We are now left with one man's interpretation of that so-called revealing.

It is simply illogical for a god to reveal mankinds fate to one man.

Even Klattu knew he couldn't reveal mankinds fate to just one man. ;)
 
(Q) said:
567

Yes, it would have been revealed to everyone at the time.

In fact, if Allah actually existed and he wanted everyone to follow Islam and submit to him, he would have revealed this to each and every person in the world and he would have been doing so the entire time mankind has existed, and not merely to one man 14 centuries ago.

We are now left with one man's interpretation of that so-called revealing.

It is simply illogical for a god to reveal mankinds fate to one man.

Even Klattu knew he couldn't reveal mankinds fate to just one man. ;)

no it revealed to countless Prophets (peace be upon them all) since the first man, Adam.

The Torah was sent by Allah. after a number of years it started to become corrupt so the Bible was then sent. this to became corrupt and changed by man (this is blatanlty obviuos aswell), so the Quran was revelaed as the finall message which was promised to be unchanged.
 
Proud_Muslim said:
But who said to you that God sent only one prophet ?? we Muslims believe GOD or Allah ( the arabic name for God ) sent thousands of prophets and he sealed them with prophet Muahmmad (pbuh ).
Names and addresses please.

If God had sent thousands of prophets then where are they?
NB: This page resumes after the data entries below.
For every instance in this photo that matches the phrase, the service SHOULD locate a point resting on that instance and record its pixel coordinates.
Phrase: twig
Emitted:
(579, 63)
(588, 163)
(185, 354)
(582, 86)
Why did they fail? God could easily have chosen people who he knew, with his help, would succeed in spreading his message. Yet there is no sign of them.

All you can claim a few old prophets from the Bible all of whom seem to disagree with each other and Muhammad. For example, neither Abraham or Moses ever mention anything about an afterlife! Yet Jesus and Muhammad rant on about it all the time.

Did you read it ???
Yes. Though admittedly I rushed through it. There is nothing there that anybody of that time could not have said or known (especially the science).
 
So allah reveals himself to this person and that person and whenever he chooses. If somebody came to you right now and said that he is the next prophet from allah and he has more knowledge and messages from allah that was not given out before, would you believe him? Why do prophets have to be within a certain time period? There were prophets before jesus and mohammad came after jesus. Maybe there are still more to come. In that case you would have to believe in anyone who claims they are a prophet. Would you? Or do you prefer to pick and choose your prophets.

The sun reveals itself to everyone. Why can't allah?